Egypt's interim president, Adly Mansour, said that a plan for a return to civilian government after the army's removal of deposed President Mohamed Morsi was on track despite "challenges" and that emergency law should be lifted soon.
His comments were broadcast after thousands of Islamists took to the streets in towns and cities across Egypt on Tuesday evening to denounce the new military-backed government and demand Morsi’s return - their second show of mass support in four days.
The interim ledership has launched a furious crackdown on Morsi's Muslim Brotherhood since toppling Egypt's first freely-elected president on July 3 after huge protests.
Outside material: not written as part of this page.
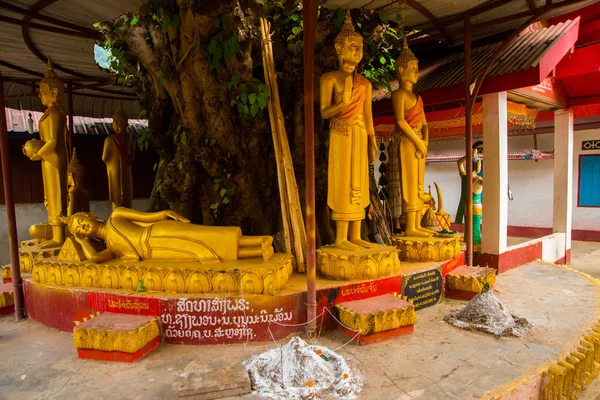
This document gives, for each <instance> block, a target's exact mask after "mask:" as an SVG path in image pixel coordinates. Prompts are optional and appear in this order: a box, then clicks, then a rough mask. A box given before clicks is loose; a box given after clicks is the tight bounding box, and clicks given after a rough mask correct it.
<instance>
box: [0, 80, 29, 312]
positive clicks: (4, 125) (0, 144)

It has accused the group of terrorism, sent its top leaders to trial on charges of inciting violence or murder and violently crushed protest sit-ins in Cairo, killing hundreds.
The role of the security apparatus is now limited to protecting security and protecting the people...In terms of political issues, there is no longer a role in that.
An Egyptian military court on Tuesday sentenced 11 Muslim Brotherhood members to life in prison for violence against the army in the port city of Suez last month.
Mansour said in an interview with state television that his decision to announce emergency law that day had not been easy, but "terrorism and the vicious war that was being waged by some of the extremists made it crucial".
If a "gradual improvement in security" continued, the state of emergency should end as planned in mid-September, he said.
'Improvement in security'
Mansour also said a "road map" back to democratic rule, under which the constitution is to be amended, followed by parliamentary and presidential elections early next year, remained on track: "God willing, we will commit ourselves to the timeframe in the coming stages."
"There are no alterations on the priorities of the plan, even though there are some challenges facing us."
Although the army-backed interim government has begun to revive the political-security apparatus that was shelved, but not dismantled, after the 2011 revolt that overthrew Hosni Mubarak, Mansour said there would be no return to the days of political police.
"The role of the security apparatus of Egypt is now limited to protecting security and protecting the people ... In terms of political issues, there is no longer a role in that," he said. "That was a period that Egypt passed through and it will not return ... I assure you of that."
Shortly before the interview was aired, supporters of the Muslim Brotherhood turned out in cities in the Nile Delta, in Upper Egypt, along the Suez Canal, as well as in the capital, to mark exactly two months since Morsi was toppled.
There were no reports of violence at Tuesday's marches, a contrast to nationwide protests last Friday, which resulted in a scattering of clashes with security forces, notably in Cairo, and at least seven deaths.
The Brotherhood says it is committed to peaceful protest, and that the accusations are a pretext for a crackdown by a "putschist regime" trying to eliminate Egypt's oldest political group.